Side note: The example is based on a pet-project of mine called DPMud where a few friends and I have been working on an old-fashioned mud built with a rich client that uses the entity framework. This provides a fairly straightforward schema which folks can pretty easily relate to (rooms have a many to many relationship with other rooms through an intermediate exit entity, and there are also actors, items, etc.) but which isn’t the all-too-tired customers, orders, line-items example. Since I’ve spent so much time with this schema over the last several months, you’ll probably see it in a number of blog entries.

 

The idea behind this example is that this method takes in an object instance, creates a new context, updates the database and then releases the context—maybe it’s a mid-tier webservice method and the object has been editted in a rich client form or something.

The list of modified properties in step 3 could either be information that was tracked outside of the object, or it could be a list of all the properties if you aren't concerned about the overhead of setting some properties back to the same value they already have in the db if they weren't actually modified.

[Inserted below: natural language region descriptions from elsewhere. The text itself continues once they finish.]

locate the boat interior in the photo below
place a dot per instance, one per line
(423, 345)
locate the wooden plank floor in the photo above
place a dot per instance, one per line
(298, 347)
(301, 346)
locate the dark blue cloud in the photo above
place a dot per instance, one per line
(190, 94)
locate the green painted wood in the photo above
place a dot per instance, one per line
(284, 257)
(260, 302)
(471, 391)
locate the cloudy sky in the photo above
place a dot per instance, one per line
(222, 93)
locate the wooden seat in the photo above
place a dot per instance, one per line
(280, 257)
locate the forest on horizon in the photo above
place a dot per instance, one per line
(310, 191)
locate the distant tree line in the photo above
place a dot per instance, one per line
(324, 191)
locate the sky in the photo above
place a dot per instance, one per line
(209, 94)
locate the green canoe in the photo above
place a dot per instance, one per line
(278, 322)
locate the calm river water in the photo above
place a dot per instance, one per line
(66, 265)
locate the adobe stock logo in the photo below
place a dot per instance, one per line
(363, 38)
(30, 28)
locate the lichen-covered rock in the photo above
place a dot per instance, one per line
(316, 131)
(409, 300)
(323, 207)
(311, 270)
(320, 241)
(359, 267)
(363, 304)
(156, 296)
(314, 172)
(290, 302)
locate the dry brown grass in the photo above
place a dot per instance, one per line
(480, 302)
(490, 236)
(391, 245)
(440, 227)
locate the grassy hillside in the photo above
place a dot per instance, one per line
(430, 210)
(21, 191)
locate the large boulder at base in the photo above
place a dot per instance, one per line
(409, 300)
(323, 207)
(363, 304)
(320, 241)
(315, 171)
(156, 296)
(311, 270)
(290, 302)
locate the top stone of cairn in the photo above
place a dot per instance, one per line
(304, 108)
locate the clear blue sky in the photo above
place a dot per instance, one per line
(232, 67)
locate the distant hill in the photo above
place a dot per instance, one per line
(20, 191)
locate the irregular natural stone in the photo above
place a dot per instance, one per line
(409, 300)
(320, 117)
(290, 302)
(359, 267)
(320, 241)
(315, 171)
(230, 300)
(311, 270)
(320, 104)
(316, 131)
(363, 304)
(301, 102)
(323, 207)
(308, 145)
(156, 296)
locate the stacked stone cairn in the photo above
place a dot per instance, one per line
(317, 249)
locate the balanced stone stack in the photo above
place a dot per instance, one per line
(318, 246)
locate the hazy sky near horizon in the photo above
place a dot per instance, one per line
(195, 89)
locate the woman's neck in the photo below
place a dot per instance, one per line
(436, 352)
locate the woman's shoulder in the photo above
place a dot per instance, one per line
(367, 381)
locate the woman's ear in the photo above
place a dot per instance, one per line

Setting the original values of the concurrency tokens in step 4 could be handled a number of ways. Beside the approach listed above (force changes by refreshing original values from the DB), another approach is to do nothing. In that case, the cache assumes the current values and the original values are the same. So if nothing has changed in the database since the object was originally queried, everything will work fine. Unfortunately, as of the August CTP there's no way to explicitly set the original values (because you have transported them out of band from the entity or something), but that's something we're considering for potential inclusion in a future release.

One interesting related question we are debating internally is the granularity users would most use when trasporting entities with this additional information. You could imagine, for instanace, serializing a single cache entry in order to transport an entity along with its state, set of modified properties and original values. At the other extreme, you might just serialize an entire object cache which would bring along an arbitrary set of entities and could be an efficient way to transport multiple entities at once (including relationships between them, etc.). In the middle somewhere is the ability to specify a graph of related entities and bring them (and their tracking information), but naturally there are a number of interesting issues that would have to be worked out to enable that scenario (like how to specify what part of the graph to serialize, etc.).

Well… That’s probably more than enough for a first post. Hopefully it will be helpful to some folks. If there are some ways that I’ve not been clear or this sparks other questions, don’t hesitate to ask.

- Danny

P.S. The sample code above is based on a pet-project of mine called DPMud where a few friends and I have been working on an old-fashioned multi-user text adventure built with a rich client that uses the entity framework. This provides a fairly straightforward schema which folks can pretty easily relate to (rooms have a many to many relationship with other rooms through an intermediate exit entity, there are actors, items, etc.) but which isn’t the all-too-tired customers, orders, line-items example. Since I’ve spent so much time with this schema over the last several months, you’ll probably see it in a number of blog entries.